Duh kok agak horor ya malam Jumat begini nulis tentang kematian. Tenang, ini bukan tulisan tentang setan dan kaumnya. Saya ingin bercerita tentang perbincangan beberapa hari lalu dengan suami.
Dua tahun lalu, saya pernah menuliskan topik tentang kematian di blog ini. Lebih lengkapnya, bisa dibaca di sini. Dulu, saat belum menikah, membicarakan kematian adalah hal yang saya hindari. Kayak ga ada topik pembicaraan yang lebih menarik lainnya kan. Ngeri takut kejadian kalau ngobrol tentang kematian. Setelah menikah, budaya di Belanda ternyata berbeda. Membicarakan kematian jadi hal yang biasa, setidaknya di lingkungan keluarga kami dan beberapa rekan yang kami kenal.
Pada akhirnya, saya jadi biasa membicarakan tentang kematian. Jadi semacam, ya biasa saja.
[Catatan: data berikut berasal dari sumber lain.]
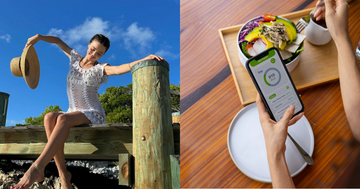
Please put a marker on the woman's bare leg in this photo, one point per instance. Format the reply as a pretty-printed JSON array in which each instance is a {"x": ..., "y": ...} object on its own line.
[
  {"x": 56, "y": 141},
  {"x": 50, "y": 120}
]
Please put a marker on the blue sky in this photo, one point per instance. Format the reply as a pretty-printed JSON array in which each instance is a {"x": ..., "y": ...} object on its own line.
[{"x": 135, "y": 28}]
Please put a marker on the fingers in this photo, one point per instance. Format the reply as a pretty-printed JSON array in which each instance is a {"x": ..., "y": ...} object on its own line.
[
  {"x": 295, "y": 119},
  {"x": 288, "y": 115},
  {"x": 329, "y": 6},
  {"x": 320, "y": 13}
]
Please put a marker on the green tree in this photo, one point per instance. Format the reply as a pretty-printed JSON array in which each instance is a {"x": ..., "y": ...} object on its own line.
[
  {"x": 40, "y": 120},
  {"x": 117, "y": 103}
]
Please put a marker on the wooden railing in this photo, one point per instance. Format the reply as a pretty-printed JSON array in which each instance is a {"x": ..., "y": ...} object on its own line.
[{"x": 85, "y": 142}]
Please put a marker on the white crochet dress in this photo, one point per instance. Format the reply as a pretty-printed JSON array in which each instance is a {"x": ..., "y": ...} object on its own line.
[{"x": 82, "y": 89}]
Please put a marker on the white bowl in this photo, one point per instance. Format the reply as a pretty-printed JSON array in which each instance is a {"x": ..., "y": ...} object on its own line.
[{"x": 290, "y": 66}]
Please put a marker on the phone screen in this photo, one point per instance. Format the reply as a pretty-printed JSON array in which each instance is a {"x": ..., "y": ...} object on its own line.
[{"x": 274, "y": 83}]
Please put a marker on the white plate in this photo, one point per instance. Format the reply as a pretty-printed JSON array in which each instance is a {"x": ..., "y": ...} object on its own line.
[{"x": 247, "y": 149}]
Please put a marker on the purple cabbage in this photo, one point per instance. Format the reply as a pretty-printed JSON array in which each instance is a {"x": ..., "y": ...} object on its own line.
[{"x": 249, "y": 27}]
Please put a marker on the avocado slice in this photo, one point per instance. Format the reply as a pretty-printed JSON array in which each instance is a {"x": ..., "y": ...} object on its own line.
[
  {"x": 255, "y": 34},
  {"x": 290, "y": 28}
]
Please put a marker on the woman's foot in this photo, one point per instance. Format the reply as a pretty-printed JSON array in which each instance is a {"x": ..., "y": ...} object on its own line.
[
  {"x": 65, "y": 180},
  {"x": 33, "y": 174}
]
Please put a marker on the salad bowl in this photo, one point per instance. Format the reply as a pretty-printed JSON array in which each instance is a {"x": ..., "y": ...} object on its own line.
[{"x": 290, "y": 65}]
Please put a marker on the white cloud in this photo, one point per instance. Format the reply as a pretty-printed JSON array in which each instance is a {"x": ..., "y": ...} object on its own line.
[
  {"x": 166, "y": 53},
  {"x": 79, "y": 36},
  {"x": 6, "y": 37},
  {"x": 112, "y": 57},
  {"x": 137, "y": 40}
]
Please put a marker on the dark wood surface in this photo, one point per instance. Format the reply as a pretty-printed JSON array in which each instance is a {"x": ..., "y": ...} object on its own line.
[{"x": 209, "y": 102}]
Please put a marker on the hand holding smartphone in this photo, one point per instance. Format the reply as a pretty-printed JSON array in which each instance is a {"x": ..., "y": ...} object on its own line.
[{"x": 274, "y": 84}]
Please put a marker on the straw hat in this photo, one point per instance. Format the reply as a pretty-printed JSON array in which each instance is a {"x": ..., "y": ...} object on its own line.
[{"x": 27, "y": 66}]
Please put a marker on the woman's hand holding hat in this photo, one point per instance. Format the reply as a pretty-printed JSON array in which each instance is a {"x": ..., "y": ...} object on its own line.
[
  {"x": 152, "y": 56},
  {"x": 32, "y": 40}
]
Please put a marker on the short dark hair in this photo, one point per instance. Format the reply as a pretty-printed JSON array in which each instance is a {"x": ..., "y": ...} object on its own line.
[{"x": 102, "y": 39}]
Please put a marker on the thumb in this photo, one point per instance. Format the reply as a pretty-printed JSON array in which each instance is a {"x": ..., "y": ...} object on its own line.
[
  {"x": 288, "y": 115},
  {"x": 329, "y": 7}
]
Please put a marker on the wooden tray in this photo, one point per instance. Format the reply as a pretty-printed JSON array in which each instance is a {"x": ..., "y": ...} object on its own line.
[{"x": 318, "y": 64}]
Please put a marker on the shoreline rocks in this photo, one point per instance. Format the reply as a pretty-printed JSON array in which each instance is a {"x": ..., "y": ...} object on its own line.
[{"x": 85, "y": 174}]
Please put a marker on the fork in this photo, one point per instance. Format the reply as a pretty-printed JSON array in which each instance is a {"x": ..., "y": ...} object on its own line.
[
  {"x": 303, "y": 153},
  {"x": 303, "y": 22}
]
Jadi lebih realistis, ya memang meninggal itu butuh dipersiapkan. Lebih realistis ya semua orang memang ujung-ujungnya akan meninggal. Dulu, saya sudah wanti-wanti suami kalau saya meninggal terlebih dahulu, ingin dikuburkan dekat Bapak. Jadi jenazah saya, minta dipulangkan ke Indonesia. Karena keinginan yang seperti itu, kami lalu mencari informsi tentang asuransi, supaya nanti tidak kelabakan. Asuransi pemakanan, super mahal.
Lalu beberapa hari lalu, saat saya sedang mencuci peralatan masak, tiba-tiba terlintas : kenapa harus dikuburkan di Indonesia ya kalau saya meninggal. Dulu ingin dimakamkan dekat Bapak dengan alasan supaya keluarga di sini tetap bisa untuk sesekali ke Indonesia menengok kuburan saya dan Bapak juga bisa bertemu dengan keluarga di sana. Jadi tidak putus hubungan dengan keluarga di Indonesia.
Lalu saya pikir-pikir lagi, kok ya repot sangat. Sudah jadi jenazah, kok ya jadi merepotkan yang masih hidup dengan harus mengirim ke Indonesia, mendampingi dan harus menempuh perjalanan sebegitu panjangnya. Padahal keinginan saya (dan suami), kalau kami meninggal tidak mau terlalu merepotkan yang sudah hidup.
Atas dasar pikiran yang tiba-tiba terlintas tersebut, saya utarakan ke suami kalau saya membatalkan rencana untuk dikuburkan di Indonesia. Saya ingin dikuburkan di Belanda saja. Saya tidak mau merepotkan yang masih hidup. Saya ingin yang simpel dan gampang saja, yang penting khidmat dan dikenang baik oleh keluarga. Yang datang di acara pemakaman juga hanya keluarga inti dan teman sangat dekat. Keluarga di Indonesia tidak perlu datang supaya tidak repot. Bahkan saya juga bilang, kalau misalkan tidak ada lahan untuk mengubur, dikremasi pun tidak masalah. Intinya, jangan dibuat susah dan tidak merepotkan. Sudah seikhlas itu.
Tanggapan suami : Ok, nanti mau diputarkan lagu apa waktu jenazah kamu disemayamkan. Bonjovi atau Coldplay?
Hahaha sungguh saya langsung tergelak. Belum terpikirkan tentang hal itu. Tapi saya sudah lega menyampaikan keinginan tersebut. Meninggal tanpa merepotkan yang masih hidup. Sederhana tapi manis dikenang. Obrolan macam ini memang sering kami lakukan.
Saya menulis begini jangan langsung dijadikan sebuah pertanda atau firasat atau apapun ya. Yang namanya umur tidak ada yang tahu. Inginnya diberikan kesehatan yang baik dan umur yang berkah. Ingin hidup yang lebih lama, berjodoh lama dengan suami, dan bersama dengan keluarga lebih lama. Utang puasa masih banyak dan belum lunas nih, jadi berdoa usia dipanjangkan.
Kalian pernah memikirkan tentang hal ini, atau sering ngobrol dengan pasangan tentang kematian?